Many classify cholesterol as good and bad. This is not true. Cholesterol is simply cholesterol. When thinking of good and bad, many are referring to HDL’s and LDL’s. HDL refers to high density lipoprotein while LDL refers to low density lipoprotein. Lipoproteins are merely cholesterol carriers. Lipoproteins are part lipid (fats) and part protein. The reason for this structure is proteins are soluble in water whereas fats are insoluble in water. The protein portion is used to transport the lipids through the blood. Since blood is comprised mostly of water, the lipid portion would not travel without the protein portion.
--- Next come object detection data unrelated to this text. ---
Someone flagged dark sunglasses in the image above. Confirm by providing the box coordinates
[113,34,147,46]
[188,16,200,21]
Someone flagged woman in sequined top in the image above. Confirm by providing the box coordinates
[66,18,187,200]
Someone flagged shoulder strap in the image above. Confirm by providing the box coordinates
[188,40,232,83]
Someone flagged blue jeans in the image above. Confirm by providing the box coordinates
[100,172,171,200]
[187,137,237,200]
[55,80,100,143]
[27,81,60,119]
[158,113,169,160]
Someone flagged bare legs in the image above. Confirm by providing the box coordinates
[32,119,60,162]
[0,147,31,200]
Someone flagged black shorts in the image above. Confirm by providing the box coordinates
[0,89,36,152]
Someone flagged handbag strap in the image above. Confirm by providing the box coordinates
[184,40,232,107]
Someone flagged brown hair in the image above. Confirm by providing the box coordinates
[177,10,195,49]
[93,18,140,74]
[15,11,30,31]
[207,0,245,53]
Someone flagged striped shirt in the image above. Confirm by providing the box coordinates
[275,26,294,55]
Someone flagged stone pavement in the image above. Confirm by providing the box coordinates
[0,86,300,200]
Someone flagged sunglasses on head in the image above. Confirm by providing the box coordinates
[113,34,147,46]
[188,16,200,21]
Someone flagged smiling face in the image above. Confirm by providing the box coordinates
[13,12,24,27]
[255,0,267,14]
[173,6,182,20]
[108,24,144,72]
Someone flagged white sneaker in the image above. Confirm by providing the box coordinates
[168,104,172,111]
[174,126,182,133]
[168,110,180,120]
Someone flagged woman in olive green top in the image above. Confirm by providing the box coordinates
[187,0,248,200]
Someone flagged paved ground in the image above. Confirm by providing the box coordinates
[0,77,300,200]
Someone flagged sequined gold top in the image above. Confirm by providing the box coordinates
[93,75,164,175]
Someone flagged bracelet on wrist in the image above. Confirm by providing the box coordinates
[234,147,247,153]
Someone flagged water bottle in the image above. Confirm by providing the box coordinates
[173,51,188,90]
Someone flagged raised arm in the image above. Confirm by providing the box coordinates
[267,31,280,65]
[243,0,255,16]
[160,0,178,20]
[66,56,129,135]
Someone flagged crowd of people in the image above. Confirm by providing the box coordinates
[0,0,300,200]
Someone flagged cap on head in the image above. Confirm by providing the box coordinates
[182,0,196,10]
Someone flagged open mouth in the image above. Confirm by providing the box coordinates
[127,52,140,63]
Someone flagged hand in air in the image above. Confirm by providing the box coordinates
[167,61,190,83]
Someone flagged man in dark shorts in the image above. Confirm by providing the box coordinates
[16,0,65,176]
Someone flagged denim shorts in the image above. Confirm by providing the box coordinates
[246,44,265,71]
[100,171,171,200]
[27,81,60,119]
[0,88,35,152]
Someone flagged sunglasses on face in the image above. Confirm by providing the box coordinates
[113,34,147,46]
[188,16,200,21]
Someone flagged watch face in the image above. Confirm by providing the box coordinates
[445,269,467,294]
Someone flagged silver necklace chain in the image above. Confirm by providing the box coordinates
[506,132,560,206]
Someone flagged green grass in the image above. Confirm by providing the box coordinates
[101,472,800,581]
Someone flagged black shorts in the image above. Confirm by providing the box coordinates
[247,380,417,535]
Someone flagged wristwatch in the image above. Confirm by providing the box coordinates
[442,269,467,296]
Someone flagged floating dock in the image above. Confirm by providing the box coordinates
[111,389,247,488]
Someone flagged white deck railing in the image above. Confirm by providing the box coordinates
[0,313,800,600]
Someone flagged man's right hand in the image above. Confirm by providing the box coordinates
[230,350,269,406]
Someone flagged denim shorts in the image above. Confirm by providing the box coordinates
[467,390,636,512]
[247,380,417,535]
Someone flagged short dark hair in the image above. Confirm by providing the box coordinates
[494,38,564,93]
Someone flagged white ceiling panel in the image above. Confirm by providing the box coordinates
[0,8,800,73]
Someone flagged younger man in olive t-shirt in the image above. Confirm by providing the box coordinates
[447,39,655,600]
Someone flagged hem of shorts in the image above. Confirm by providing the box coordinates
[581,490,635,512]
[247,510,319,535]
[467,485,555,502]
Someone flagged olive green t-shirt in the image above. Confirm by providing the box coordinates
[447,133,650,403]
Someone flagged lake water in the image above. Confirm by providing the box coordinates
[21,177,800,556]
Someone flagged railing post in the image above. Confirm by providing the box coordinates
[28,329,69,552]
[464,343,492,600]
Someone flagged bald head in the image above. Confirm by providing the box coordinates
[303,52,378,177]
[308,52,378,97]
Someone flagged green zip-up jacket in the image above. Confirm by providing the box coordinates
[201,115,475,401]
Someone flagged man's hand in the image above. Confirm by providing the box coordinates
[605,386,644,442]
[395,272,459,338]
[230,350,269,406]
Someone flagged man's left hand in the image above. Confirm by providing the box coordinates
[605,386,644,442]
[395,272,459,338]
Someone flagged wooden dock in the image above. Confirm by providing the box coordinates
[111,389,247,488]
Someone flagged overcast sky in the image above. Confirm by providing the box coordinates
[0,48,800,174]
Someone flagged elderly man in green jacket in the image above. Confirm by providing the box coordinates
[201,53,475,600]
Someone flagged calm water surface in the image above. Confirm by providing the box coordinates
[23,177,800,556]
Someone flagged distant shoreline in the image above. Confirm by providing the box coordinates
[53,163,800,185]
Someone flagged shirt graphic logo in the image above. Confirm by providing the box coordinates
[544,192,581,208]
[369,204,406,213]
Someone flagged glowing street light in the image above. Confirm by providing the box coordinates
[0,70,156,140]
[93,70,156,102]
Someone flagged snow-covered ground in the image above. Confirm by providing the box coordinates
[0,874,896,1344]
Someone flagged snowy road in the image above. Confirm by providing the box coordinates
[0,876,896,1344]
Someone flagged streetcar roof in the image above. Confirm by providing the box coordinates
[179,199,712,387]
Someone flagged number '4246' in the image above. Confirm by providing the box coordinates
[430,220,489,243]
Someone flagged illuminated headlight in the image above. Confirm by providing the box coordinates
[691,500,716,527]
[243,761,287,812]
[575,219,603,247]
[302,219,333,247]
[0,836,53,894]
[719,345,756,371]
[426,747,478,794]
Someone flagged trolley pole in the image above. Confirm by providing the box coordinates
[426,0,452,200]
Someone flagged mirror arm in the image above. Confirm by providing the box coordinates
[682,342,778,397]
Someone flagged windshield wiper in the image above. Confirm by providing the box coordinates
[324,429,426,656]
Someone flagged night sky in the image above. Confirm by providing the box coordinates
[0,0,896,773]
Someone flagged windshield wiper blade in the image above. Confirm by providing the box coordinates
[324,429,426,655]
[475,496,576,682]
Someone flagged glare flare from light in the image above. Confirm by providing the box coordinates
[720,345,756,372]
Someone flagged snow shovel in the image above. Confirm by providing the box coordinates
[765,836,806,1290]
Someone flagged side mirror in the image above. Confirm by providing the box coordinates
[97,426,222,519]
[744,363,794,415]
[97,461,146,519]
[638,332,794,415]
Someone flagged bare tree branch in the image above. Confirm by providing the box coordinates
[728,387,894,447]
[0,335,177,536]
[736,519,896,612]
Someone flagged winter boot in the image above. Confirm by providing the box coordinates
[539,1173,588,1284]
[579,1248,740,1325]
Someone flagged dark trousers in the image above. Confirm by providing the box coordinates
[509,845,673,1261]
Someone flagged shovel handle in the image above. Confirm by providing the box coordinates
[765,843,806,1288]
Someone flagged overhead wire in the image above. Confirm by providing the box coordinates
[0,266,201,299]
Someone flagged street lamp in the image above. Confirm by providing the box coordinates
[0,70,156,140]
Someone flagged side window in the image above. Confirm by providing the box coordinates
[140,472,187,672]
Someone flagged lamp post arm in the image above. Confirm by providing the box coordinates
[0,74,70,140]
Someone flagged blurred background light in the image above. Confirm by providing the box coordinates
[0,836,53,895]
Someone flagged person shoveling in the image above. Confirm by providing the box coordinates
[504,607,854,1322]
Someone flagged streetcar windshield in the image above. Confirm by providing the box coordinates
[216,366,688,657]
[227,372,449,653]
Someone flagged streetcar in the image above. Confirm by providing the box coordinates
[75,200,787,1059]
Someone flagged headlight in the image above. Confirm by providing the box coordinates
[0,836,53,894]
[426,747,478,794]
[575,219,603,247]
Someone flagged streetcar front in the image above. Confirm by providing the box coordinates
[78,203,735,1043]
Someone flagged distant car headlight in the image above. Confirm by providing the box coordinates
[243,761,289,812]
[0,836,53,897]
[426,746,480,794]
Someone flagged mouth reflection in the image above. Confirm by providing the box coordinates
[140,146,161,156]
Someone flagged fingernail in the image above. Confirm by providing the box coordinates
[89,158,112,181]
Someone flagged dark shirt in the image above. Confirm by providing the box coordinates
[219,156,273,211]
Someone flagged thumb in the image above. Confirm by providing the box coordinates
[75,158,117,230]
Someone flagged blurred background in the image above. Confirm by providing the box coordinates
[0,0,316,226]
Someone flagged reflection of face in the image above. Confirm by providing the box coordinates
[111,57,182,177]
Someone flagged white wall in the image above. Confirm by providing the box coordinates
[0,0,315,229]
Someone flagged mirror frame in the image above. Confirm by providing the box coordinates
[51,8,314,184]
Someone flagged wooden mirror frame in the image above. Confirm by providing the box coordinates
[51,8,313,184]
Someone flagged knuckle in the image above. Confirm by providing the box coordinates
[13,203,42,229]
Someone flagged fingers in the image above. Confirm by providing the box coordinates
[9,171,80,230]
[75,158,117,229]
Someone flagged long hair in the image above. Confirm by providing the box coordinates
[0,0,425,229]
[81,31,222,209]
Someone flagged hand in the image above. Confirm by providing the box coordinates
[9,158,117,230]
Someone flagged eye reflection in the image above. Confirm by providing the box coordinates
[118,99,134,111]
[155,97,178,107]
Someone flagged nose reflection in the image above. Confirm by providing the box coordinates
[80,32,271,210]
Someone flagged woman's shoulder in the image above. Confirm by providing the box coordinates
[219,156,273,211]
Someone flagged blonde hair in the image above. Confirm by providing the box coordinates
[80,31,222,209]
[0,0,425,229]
HDL’s consist of about half protein and half lipid; whereas LDL’s are about a quarter protein and three quarters lipid. The function of the HDL is to bring cholesterol to the liver for recycling or elimination. Low density lipoproteins transport cholesterol to the rest of the body for building tissues.

Cholesterol by chemical structure is an alcohol, because of the hydroxyl group (OH). Remember, ethanol (found in alcoholic beverages and gasoline) is also an alcohol but a much smaller alcohol. Cholesterol contains a four ring region that is characteristic of all steroid hormones (estrogen and testosterone). However, combination of the steroid ring structure and the hydroxyl group classify cholesterol as a sterol.

Cholesterol has many functions. Cholesterol is the precursor to all steroid hormones produced in the body. This includes mineralcorticoids, glucocorticoids, and the sex hormones.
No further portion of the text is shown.